The shoulder is a ball and socket joint but the socket is very shallow – this allows a lot of movement (compare how much more movement you can get at the shoulder than another ball and socket joint, the hip) but it does make it quite inherently unstable. There are, therefore, a few stabilising structures to prevent it dislocating all the time. One of these structures is called the glenoid labrum, which is kind of like an octopus sucker between the ball and socket. A nice picture of this can be seen here. This can be injured in several ways such as when falling on the shoulder, falling on an outstretched hand or making a tackle. Treatment options can be both conservative (such as physiotherapy) or, where necessary, surgery. The labrum doesn’t repair particularly well on its own, but if it is only a minor tear then training the muscles to be strong and supportive can lead to a full relief of pain. For more information on this topic, refer to our blog on this topic.
Rotator cuff tear
As mentioned already, the shoulder is inherently an unstable joint so requires extra stabilising from other soft tissue structures. Apart from the labrum, a group of structures called the rotator cuff muscles have a big role in this stabilisation. The 4 rotator cuff muscles are: supraspinatus, infraspinatus, teres minor and subscapularis.
Rugby, being such a high impact sport, can lead to damage of these small muscles and they can become strained/torn. If it is a partial tear it will often recover on its own although as the symptoms start to settle it will be important to strengthen these muscles with exercises such as this, this and this. Just be aware that you don’t want to start these too soon as it could make things worse – your physio will be able to advise on when these are safe.
In some cases where there is a severe tear surgery may be required to repair the muscle. More information on surgical repair can be found here.
This could be either the glenohumeral joint (the ‘main’ shoulder joint i.e. the ball and socket part) or the the acromioclavicular joint (where the outer part of the collar bone meets with the acromion process of the shoulder blade – see diagram. For this we will focus on the dislocation at the ball and socket joint.
Shoulder dislocations are not uncommon in rugby with it being such a physical game. Essentially what happens is the ball is dislocated out of the socket. The shoulder is particularly susceptible to this as this socket is very shallow and, despite many stabilising structures including muscles, ligaments, joint capsule and the glenoid labrum (see above), if the force is great enough it may be forced out of the socket. The ball may be dislocated forwards, backwards or downwards known as anterior, posterior and inferior dislocations respectively.
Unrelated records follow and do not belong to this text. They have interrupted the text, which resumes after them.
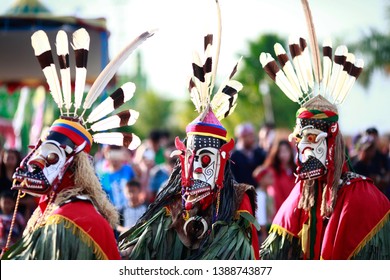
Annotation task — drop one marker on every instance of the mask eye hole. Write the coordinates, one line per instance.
(298, 138)
(52, 158)
(205, 160)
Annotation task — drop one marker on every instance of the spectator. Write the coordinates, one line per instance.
(114, 172)
(247, 154)
(379, 168)
(267, 136)
(280, 162)
(135, 206)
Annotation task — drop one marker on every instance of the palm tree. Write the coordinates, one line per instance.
(375, 47)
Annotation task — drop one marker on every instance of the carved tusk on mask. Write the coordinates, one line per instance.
(321, 136)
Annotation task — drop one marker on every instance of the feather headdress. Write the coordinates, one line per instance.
(201, 84)
(301, 76)
(95, 121)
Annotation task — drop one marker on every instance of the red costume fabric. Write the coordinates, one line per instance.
(247, 206)
(95, 227)
(360, 212)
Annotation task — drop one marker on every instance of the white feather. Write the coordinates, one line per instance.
(107, 106)
(40, 44)
(308, 66)
(342, 77)
(81, 40)
(289, 72)
(114, 122)
(299, 63)
(327, 66)
(63, 51)
(116, 138)
(336, 69)
(110, 70)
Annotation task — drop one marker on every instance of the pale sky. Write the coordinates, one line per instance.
(181, 25)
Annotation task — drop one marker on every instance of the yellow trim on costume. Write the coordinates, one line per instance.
(84, 236)
(371, 234)
(207, 134)
(282, 231)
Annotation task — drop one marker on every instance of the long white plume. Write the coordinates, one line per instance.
(42, 50)
(63, 58)
(111, 68)
(80, 45)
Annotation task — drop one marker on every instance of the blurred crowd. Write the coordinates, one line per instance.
(262, 157)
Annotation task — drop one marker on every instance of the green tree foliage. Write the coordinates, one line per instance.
(251, 75)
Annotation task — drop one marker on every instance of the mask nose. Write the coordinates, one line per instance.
(198, 170)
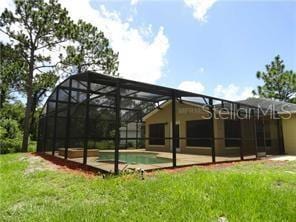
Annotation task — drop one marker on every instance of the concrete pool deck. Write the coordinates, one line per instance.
(182, 160)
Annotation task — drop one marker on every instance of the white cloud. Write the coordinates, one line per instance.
(200, 8)
(10, 6)
(139, 59)
(142, 52)
(192, 86)
(134, 2)
(232, 92)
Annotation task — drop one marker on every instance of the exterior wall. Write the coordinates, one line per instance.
(289, 134)
(184, 112)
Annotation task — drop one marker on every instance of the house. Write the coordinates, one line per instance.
(193, 128)
(287, 111)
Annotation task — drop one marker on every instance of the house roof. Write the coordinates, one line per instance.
(278, 106)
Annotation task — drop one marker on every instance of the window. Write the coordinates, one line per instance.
(156, 134)
(199, 133)
(260, 128)
(232, 133)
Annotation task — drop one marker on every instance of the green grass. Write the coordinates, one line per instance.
(244, 192)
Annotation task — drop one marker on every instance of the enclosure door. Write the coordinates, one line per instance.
(177, 135)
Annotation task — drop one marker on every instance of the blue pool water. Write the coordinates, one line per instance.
(133, 158)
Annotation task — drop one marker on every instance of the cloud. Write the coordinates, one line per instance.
(192, 86)
(10, 6)
(134, 2)
(233, 92)
(200, 8)
(140, 58)
(142, 51)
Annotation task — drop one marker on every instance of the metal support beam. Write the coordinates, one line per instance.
(117, 128)
(174, 139)
(55, 121)
(126, 135)
(280, 135)
(255, 133)
(240, 134)
(86, 123)
(45, 129)
(137, 131)
(264, 134)
(68, 123)
(212, 131)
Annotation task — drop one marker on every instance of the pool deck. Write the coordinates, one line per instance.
(182, 160)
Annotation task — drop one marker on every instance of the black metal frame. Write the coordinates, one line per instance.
(143, 93)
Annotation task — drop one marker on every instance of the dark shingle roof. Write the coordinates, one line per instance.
(278, 106)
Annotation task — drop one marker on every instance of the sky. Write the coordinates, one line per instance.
(213, 47)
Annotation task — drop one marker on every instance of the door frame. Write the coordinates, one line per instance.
(178, 149)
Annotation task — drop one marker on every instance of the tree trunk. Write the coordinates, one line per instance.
(27, 121)
(2, 98)
(28, 116)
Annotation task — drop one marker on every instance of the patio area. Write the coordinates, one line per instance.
(182, 160)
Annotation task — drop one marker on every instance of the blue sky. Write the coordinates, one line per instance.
(237, 39)
(214, 47)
There can be some associated bruising of either joint surface, which should settle with time, but there may also be damage to previously mentioned soft tissue structures around the joint so it is important to strengthen these to reduce the chance of future dislocations. Again, some basic strengthening exercises will be important for this, but exactly what these are will depend on the type and severity of dislocation and your physio will be able to advise on this.
In severe cases or when there have been multiple dislocations surgery may be necessary. Again, these will depend on the type of dislocation(s) but a common one is called a Bankart repair, an animation of which can be seen here. Just click shoulder >> Bankart repair.
If surgery is required the rehab will also be required afterwards. This tends to take around 3 months (if returning to contact sports like rugby) and will initially start as some gentle mobility exercises and mobilisations before progressing on to strengthening and working back to full ‘game strength’ from there.